Spring naar inhoud

Etty: De nagelaten geschriften van Etty Hillesum 1941-1943

15 januari 2014

Titel: Etty: De nagelaten geschriften van Etty Hillesum 1941-1943
Uitgever: Amsterdam: Balans, 1986
ISBN: 90 5018 006 x

Etty Hillesum

Esther (Etty) Hillesum werd op 15-01-1914 geboren in Middelburg. Haar vader, Dr. L. Hillesum, was een joodse leraar oude talen en later ook gymnasiumrector; haar moeder was een Russische. Etty had twee jongere broers: Jaap en Mischa. Haar vader had wel belangstelling voor het Jodendom, maar was sterk geassimileerd. Zij ging in Deventer naar het Stedelijk Gymnasium. Na haar doctoraal rechten studeerde ze Slavische talen. Etty woonde aan het begin van de Tweede Wereldoorlog in Amsterdam bij de vijfendertig jaar oudere weduwnaar Han Wegerif, met wie ze een verhouding had.

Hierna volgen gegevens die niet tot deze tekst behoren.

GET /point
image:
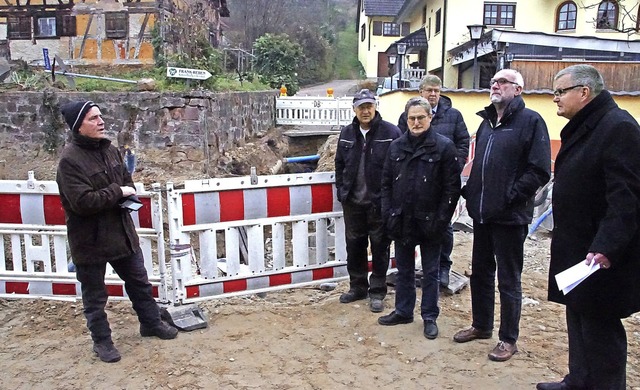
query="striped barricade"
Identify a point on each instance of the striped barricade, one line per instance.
(234, 236)
(34, 249)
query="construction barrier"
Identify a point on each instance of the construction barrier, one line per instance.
(235, 236)
(314, 111)
(34, 250)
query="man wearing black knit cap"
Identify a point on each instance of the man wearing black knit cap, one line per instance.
(93, 180)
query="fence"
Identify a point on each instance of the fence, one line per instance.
(33, 243)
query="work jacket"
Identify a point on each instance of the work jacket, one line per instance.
(596, 208)
(420, 188)
(512, 160)
(90, 174)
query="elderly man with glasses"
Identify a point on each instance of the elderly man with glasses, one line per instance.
(596, 198)
(512, 160)
(446, 121)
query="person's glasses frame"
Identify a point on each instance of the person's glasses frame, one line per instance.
(561, 91)
(502, 81)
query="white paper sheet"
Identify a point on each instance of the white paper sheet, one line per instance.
(573, 276)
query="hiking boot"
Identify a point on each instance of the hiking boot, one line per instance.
(106, 351)
(503, 352)
(471, 334)
(352, 296)
(161, 330)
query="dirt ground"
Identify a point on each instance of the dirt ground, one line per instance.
(294, 339)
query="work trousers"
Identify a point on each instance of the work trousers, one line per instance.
(94, 294)
(406, 280)
(597, 352)
(363, 224)
(502, 247)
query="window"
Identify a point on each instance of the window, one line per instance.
(566, 17)
(607, 15)
(116, 25)
(45, 26)
(499, 14)
(19, 27)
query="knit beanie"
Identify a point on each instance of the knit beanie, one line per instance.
(74, 113)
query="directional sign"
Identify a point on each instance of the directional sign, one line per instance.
(185, 73)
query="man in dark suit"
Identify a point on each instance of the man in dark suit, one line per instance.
(596, 212)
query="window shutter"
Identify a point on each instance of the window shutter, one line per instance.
(377, 28)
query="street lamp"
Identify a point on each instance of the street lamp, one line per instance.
(401, 47)
(392, 62)
(475, 31)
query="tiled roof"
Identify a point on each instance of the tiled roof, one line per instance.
(382, 7)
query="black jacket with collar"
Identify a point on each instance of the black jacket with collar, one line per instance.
(420, 187)
(448, 122)
(596, 208)
(512, 160)
(90, 174)
(348, 152)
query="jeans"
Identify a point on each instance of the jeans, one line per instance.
(446, 249)
(94, 293)
(364, 224)
(597, 352)
(406, 282)
(502, 247)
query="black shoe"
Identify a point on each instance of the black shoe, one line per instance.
(352, 296)
(552, 386)
(161, 330)
(430, 329)
(376, 305)
(106, 351)
(444, 277)
(394, 319)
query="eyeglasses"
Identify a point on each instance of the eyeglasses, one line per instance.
(561, 91)
(419, 118)
(502, 82)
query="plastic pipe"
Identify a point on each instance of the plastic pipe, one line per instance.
(314, 157)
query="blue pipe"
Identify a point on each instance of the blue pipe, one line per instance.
(536, 224)
(314, 157)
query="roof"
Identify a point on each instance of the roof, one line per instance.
(382, 7)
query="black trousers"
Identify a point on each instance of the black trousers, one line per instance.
(597, 352)
(364, 224)
(500, 247)
(94, 294)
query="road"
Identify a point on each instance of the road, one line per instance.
(340, 88)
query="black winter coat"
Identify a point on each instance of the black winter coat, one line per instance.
(512, 160)
(348, 152)
(448, 122)
(596, 208)
(420, 188)
(90, 173)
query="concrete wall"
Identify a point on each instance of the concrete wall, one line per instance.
(213, 122)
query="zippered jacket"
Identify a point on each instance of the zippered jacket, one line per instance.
(512, 160)
(350, 145)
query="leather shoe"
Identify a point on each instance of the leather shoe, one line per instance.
(394, 318)
(552, 386)
(503, 352)
(161, 330)
(352, 296)
(471, 334)
(376, 305)
(444, 277)
(430, 329)
(106, 351)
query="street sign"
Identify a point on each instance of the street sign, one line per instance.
(47, 62)
(186, 73)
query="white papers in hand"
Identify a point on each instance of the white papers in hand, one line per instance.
(573, 276)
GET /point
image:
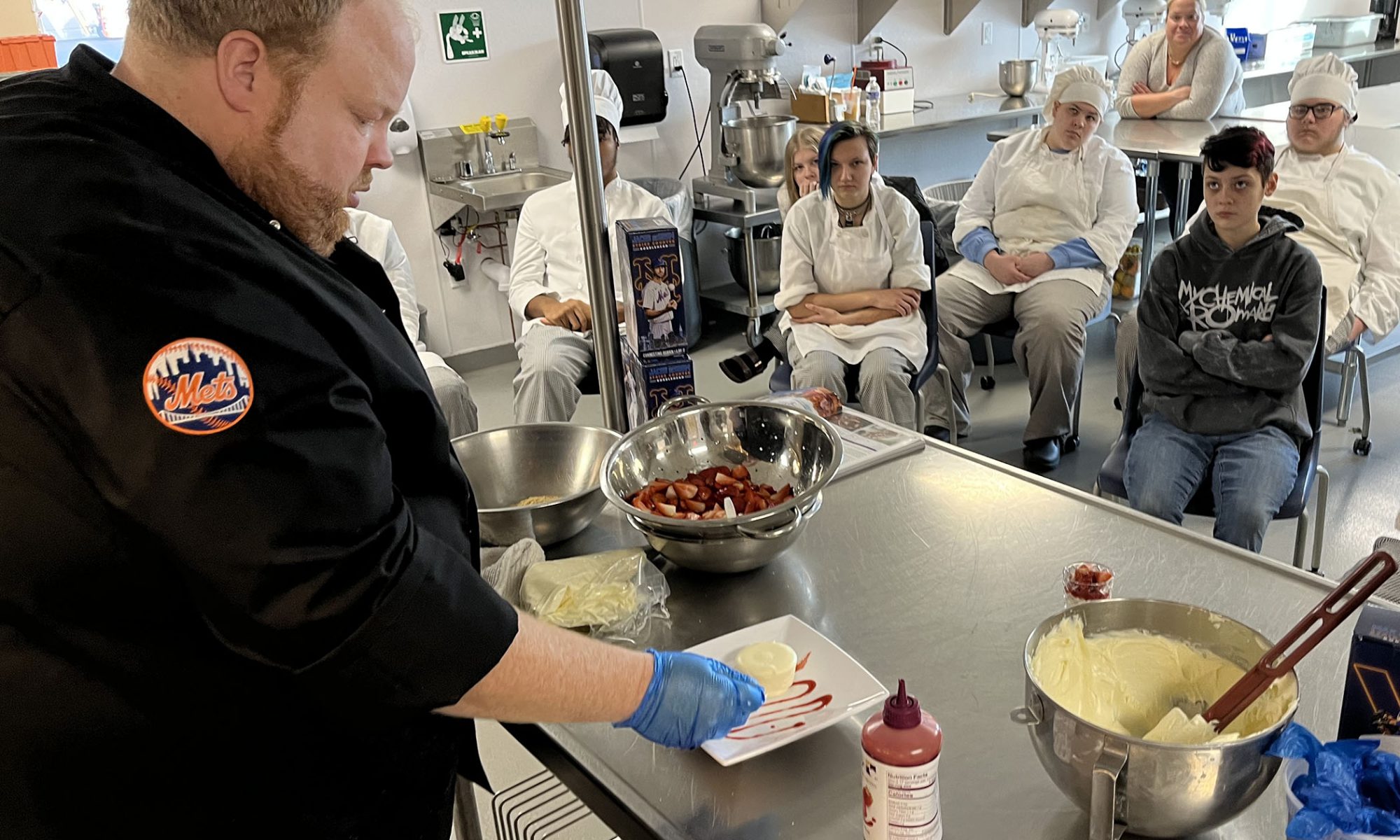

Vanaf februari 1941 bezocht zij de psychochiroloog Julius Spier. Hij had zeer veel invloed op Etty en haar zoektocht in het leven. Hij bracht haar in contact met de Bijbel en met Augustinus. Zij werkte ook voor hem als secretaresse. Julius Spier stierf op 15-09-1942.

Als administratief medewerkster van de Joodse Raad ging ze in juli 1942 op eigen verzoek naar Westerbork. Ze was daar tussen 30 juli en 5 december 1942 drie keer veertien dagen. In juni 1943 ging ze definitief naar Westerbork. Ze schreef haar dagboeken in Amsterdam. Met haar ouders en haar broer Mischa werd ze op 7 september 1943 gedeporteerd naar Auschwitz, waar ze op 30 november is omgekomen.

Het boek

Het boek bevat alle bekende geschriften van Etty Hillesum. Het bestaat uit de hieronder vermelde delen. Deze beschrijving beperkt zich tot de door Etty Hillesum geschreven teksten.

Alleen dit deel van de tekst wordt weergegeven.